May 13

In the Mohawk Valley village of Little Falls in upstate New York was born this day in 1844 a boy named Linn Boyd Benton. He was destined to live for eighty-eight years and to add considerably to the technological advancement of the printing industry. Benton’s father was a lawyer who became interested in a career as a newspaper publisher, moving to Milwaukee in 1853 to assume the editorship of the Daily News of that city. Through this association young Benton was first introduced to the printer’s trade. His “formal” education was obtained during two years at Galesville College, followed by private tutoring in Latin and Greek, all of which was completed by his sixteenth year. He later acquired greater proficiency in a printing office in La Crosse, Wisconsin when his father was named a circuit judge there.
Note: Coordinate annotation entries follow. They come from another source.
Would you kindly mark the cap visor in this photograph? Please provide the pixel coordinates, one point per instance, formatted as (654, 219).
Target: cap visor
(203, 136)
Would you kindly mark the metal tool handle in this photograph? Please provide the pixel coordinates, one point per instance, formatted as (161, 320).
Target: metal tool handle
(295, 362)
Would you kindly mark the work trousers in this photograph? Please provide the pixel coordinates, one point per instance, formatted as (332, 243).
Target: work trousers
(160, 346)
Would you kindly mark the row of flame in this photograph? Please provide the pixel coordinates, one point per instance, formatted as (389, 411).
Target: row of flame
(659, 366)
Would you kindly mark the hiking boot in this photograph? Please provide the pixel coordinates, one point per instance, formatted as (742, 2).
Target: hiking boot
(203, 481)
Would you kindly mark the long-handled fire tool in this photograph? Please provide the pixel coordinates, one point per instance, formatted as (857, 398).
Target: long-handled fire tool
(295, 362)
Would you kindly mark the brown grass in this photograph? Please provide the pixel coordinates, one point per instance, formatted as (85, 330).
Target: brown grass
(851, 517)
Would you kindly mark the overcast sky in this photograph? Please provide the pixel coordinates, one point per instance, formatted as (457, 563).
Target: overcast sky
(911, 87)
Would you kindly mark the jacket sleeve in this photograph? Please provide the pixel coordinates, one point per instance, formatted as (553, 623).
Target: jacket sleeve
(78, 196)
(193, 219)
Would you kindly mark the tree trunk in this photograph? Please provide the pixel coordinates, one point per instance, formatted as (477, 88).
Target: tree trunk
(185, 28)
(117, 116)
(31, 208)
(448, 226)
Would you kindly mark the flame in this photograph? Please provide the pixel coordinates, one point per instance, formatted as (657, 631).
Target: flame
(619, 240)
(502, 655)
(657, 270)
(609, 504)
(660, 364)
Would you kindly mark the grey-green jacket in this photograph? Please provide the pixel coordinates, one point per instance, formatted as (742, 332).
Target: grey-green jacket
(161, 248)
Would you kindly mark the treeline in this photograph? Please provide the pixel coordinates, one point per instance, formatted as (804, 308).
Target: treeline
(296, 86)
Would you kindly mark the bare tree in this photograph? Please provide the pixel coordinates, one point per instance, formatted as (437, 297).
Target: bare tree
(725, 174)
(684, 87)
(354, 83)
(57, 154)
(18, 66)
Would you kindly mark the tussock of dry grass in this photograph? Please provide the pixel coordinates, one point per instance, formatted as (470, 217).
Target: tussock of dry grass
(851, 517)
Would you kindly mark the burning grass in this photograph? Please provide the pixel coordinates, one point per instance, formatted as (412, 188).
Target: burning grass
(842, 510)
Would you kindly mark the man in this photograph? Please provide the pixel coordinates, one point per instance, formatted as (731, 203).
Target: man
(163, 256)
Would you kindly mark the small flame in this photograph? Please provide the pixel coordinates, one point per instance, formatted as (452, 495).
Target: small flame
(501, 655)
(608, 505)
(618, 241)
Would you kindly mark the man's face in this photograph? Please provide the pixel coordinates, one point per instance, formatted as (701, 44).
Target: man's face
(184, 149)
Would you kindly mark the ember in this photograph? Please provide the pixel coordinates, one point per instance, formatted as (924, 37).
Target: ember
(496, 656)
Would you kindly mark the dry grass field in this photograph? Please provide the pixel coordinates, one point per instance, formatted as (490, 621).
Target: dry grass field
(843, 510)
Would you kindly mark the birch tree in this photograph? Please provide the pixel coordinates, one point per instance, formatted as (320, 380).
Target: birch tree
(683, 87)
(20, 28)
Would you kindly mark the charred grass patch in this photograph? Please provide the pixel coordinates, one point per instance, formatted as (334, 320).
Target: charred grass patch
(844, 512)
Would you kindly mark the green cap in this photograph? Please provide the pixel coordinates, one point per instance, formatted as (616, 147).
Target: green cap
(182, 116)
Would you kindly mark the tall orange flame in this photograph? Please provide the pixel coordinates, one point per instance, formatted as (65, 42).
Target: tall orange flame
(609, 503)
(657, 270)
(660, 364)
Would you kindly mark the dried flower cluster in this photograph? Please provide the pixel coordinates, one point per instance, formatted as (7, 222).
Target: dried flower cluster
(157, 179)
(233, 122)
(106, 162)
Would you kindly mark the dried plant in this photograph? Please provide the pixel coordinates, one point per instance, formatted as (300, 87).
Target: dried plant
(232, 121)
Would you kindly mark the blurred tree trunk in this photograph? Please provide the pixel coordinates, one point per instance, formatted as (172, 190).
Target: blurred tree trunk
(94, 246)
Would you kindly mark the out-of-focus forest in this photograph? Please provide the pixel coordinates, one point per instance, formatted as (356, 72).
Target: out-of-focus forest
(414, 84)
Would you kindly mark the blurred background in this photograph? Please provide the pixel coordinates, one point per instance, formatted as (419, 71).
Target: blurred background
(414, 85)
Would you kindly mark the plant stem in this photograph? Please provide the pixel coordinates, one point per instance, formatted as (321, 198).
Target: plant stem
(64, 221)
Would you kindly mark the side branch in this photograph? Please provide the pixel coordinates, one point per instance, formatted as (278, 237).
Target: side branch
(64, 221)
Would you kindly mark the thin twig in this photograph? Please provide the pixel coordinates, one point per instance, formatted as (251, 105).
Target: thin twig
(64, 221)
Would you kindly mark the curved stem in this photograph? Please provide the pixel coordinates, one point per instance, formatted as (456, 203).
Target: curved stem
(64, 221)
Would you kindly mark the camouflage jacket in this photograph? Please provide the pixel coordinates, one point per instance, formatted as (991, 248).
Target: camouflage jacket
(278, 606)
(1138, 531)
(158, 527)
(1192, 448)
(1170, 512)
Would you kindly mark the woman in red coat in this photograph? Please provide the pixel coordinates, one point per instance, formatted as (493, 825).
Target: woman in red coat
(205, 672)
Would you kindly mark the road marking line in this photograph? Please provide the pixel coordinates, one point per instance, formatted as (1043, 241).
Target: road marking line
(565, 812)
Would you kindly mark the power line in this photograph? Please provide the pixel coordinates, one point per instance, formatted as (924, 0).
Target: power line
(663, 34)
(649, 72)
Deciding that the compositor’s art was not to his liking, Benton became a bookkeeper for the Northwestern Type Foundry, operated by a former partner of his father. When the foundry went bankrupt a short time later, Benton purchased it in company with a partner of his own. Thus at twenty-nine years of age he became the owner of what he once stated was “the worst equipped typefoundry in the United States.” The firm later took the name of Benton, Waldo & Company. By this time the former bookkeeper had discovered a passionate interest in precision mechanics and in its application to typefounding. Out of his experiments came the idea of “self-spacing” types.

In this system all of the characters of the font were assigned to six unit widths, as against the thirteen or fourteen of standard types. The set widths were in multiples of one-sixth of the body, which with the spaces of the same multiples allowed for automatic justification. According to Bullen, the types were tested by the Curtis Publishing Company of Philadelphia. A compositor named Stoddard was chosen for the trials. He set type about thirty-three per cent faster with the unit-width letters as against the non unit-width types. It was Stoddard who named the type. After being questioned about the justification he said, “I never thought of that—why, the damned thing spaces itself! “The system, while completely practical, foundered upon the principle of good letter proportion, since necessarily each character had to conform to the unit system, creating a letter of questionable aesthetic value.
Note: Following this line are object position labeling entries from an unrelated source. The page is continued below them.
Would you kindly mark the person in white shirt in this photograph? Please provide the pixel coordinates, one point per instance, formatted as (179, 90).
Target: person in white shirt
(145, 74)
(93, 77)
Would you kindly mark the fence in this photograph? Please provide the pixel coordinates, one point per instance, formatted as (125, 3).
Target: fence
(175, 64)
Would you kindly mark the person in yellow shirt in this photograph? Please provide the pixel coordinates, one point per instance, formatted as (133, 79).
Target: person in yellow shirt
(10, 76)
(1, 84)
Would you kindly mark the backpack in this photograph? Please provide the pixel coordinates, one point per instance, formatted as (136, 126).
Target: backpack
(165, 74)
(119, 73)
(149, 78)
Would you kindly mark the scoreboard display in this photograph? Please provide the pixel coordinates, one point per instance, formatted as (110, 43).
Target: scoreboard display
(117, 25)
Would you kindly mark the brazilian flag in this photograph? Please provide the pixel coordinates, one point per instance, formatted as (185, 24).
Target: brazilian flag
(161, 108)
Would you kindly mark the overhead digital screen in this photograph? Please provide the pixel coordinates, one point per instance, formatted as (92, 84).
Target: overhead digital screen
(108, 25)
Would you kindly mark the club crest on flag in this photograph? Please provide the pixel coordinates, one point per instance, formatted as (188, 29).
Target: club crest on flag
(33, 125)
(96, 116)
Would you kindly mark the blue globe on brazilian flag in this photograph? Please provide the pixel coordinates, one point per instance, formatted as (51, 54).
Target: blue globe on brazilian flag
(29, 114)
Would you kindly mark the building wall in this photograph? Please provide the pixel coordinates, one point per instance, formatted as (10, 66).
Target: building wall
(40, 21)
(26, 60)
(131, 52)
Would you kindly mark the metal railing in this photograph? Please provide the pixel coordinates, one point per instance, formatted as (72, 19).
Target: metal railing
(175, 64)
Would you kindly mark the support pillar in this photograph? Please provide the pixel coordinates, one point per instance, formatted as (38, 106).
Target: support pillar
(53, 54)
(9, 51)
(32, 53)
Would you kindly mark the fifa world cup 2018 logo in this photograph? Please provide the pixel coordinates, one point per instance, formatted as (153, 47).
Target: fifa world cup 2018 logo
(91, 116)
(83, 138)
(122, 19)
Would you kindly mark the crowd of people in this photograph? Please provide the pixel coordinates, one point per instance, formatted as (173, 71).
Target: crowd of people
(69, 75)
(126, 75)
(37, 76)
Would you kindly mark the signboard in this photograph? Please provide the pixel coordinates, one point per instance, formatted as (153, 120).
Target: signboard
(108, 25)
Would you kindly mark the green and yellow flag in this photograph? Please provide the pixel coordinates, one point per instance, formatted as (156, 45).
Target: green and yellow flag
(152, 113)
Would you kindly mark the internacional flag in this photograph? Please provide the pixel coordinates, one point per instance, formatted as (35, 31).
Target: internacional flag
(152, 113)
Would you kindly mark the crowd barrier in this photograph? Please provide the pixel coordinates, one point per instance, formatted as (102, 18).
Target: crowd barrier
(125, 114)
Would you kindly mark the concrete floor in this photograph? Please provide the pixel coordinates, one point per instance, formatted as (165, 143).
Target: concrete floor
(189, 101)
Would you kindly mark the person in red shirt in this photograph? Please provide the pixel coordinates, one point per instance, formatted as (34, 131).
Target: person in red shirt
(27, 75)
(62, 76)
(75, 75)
Benton next turned his attention to the invention of a type-setting machine. Faced with the problem of having to cut some three thousand punches, with no punch-cutters available, Benton designed a machine to perform this laborious task. Thus he freed the typefounders of their dependence upon hand-cut punches, almost four and one-half centuries after the invention of movable types. Based upon the method of the pantograph, the Benton punch-cutter was patented in 1885 and was an immediate success.
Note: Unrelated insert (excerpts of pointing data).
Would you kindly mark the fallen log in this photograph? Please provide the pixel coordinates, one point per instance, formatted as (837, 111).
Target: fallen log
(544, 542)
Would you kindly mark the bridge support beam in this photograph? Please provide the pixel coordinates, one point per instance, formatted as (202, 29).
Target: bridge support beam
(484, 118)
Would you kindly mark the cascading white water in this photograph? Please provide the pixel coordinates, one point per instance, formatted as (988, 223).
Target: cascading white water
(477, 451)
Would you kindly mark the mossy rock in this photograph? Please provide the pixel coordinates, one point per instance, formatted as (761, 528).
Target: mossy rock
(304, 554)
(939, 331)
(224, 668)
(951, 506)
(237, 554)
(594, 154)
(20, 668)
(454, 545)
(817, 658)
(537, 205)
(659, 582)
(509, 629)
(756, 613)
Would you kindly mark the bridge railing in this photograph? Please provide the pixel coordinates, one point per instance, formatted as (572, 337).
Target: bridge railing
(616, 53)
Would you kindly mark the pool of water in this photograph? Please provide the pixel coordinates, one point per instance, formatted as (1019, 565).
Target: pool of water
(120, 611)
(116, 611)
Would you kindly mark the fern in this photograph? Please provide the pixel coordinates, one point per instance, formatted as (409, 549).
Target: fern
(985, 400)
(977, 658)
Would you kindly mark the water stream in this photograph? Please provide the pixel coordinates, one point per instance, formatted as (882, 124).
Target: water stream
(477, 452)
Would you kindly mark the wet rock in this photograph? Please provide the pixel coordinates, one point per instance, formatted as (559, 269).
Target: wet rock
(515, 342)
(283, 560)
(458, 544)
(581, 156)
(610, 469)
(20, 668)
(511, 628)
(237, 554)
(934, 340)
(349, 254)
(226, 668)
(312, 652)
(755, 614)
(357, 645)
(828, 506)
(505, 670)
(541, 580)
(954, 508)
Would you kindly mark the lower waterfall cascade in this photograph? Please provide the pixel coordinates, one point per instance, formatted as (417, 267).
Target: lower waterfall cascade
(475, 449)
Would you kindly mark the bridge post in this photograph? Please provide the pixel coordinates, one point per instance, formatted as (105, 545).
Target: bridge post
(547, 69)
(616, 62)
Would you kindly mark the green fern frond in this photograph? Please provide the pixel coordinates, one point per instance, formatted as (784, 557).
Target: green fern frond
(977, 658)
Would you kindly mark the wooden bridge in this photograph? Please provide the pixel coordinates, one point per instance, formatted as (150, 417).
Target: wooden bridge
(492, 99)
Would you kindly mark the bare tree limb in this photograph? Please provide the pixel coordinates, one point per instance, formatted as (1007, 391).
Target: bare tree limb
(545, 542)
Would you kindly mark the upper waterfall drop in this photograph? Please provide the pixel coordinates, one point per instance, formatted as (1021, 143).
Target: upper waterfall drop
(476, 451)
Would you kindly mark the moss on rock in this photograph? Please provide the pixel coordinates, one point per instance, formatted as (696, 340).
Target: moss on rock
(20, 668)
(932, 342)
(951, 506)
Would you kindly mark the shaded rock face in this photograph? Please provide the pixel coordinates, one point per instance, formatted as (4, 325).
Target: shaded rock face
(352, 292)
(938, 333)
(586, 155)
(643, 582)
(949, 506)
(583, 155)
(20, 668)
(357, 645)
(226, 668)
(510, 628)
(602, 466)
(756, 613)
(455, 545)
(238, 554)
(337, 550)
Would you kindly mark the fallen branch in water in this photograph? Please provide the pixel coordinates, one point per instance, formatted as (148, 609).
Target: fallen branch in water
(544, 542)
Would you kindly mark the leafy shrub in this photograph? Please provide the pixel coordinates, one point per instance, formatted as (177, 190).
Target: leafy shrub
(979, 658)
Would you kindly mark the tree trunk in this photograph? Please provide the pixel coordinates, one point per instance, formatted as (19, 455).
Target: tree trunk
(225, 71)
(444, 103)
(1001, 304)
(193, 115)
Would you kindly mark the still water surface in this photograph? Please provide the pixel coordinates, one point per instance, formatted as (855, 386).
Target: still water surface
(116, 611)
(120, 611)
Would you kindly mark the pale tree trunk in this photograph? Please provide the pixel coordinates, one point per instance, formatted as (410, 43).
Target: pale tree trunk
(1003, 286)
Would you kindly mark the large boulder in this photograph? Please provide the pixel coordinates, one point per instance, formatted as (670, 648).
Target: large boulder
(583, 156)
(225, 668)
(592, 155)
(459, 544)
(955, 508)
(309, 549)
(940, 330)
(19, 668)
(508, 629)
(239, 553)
Without this device the composing machines being developed during the same period could scarcely have been practical. The machines of Mergenthaler and Lanston needed a rapid method of punching matrices in order to sell them in quantity to accompany the machines, and hand-cutting the punches would have been impossibly laborious. The Benton machine was therefore purchased for this purpose by both the Linotype and Monotype firms. The same device, with variations, is now used by all of the world’s typefoundries and manufacturers of composing machines.

When Benton’s foundry was merged with the American Type Founders Company in 1892, he brought his machine with him to New York. The first type to be cut there was the famous Century type, in collaboration with Theodore Low De Vinne. The machine was later adapted to the direct engraving of matrices, the practice now universally followed by the typefounders.